The customer-driven benchmarking council launches with seven of the largest Wall Street securities firms as charter members, including Citigroup, JP Morgan Chase and HSBC.
The group will establish three sets of benchmarks, corresponding to the three basic steps in making a trade - market data benchmarks based on workloads such as direct exchange-feed integration, market data distribution, tick storage and retrieval; analysis benchmarks based on workloads such as trading algorithms, price generation, risk calculation; and execution benchmarks based on workloads such as smart order routing, execution-related messaging.
The benchmarks will measure the performance of software such as market data systems, messaging middleware and complex event processing systems (CEP), as well as new underlying technologies such as hardware-based feed and messaging solutions, hardware-based analytics accelerators, compute and data grid solutions, InfiniBand and 10-gigabit Ethernet networks, multicore processors and the latest operating system and server technologies.

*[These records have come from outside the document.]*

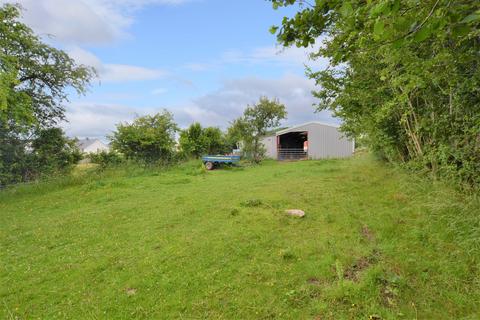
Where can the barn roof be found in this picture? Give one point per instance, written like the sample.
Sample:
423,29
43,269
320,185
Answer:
292,129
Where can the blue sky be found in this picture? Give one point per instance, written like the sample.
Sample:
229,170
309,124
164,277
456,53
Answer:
203,60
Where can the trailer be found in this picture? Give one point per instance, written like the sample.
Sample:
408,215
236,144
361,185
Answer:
211,162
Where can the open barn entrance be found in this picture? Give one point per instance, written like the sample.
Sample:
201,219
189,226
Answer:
293,145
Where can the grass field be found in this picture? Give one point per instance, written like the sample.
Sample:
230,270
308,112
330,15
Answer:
189,244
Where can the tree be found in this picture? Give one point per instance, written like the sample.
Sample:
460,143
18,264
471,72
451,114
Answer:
34,78
404,74
149,139
39,71
196,141
53,152
192,140
255,123
215,142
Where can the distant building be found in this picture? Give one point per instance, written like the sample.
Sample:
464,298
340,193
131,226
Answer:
92,146
311,140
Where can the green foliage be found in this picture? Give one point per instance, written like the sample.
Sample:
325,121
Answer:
192,140
36,70
53,151
254,124
148,139
404,74
381,242
196,141
106,158
49,152
34,78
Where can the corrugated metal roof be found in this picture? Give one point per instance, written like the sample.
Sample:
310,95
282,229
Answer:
85,143
292,129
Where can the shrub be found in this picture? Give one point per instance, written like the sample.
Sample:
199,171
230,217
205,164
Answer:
106,159
150,139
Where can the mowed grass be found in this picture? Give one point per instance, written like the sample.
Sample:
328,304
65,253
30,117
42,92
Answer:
187,244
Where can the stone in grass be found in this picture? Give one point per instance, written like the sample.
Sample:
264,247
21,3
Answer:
131,291
296,213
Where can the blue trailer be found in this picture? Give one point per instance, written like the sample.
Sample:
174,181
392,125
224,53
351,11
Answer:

"Both customers and vendors tell us that benchmarks that directly relate to customer workloads are very useful," says Peter Lankford, STAC director.
"And both camps believe that putting customers in control of benchmark standards makes perfect sense. STAC is uniquely positioned to facilitate this process, which we believe will reduce the cost of technology evaluation and fuel further innovation for the capital markets."
The council's initial focus is on market data benchmarks, particularly direct feed solutions and market data distribution. It is currently reviewing the 0.5 draft of the market data specifications and is due to finalise the specs by the end of 2007.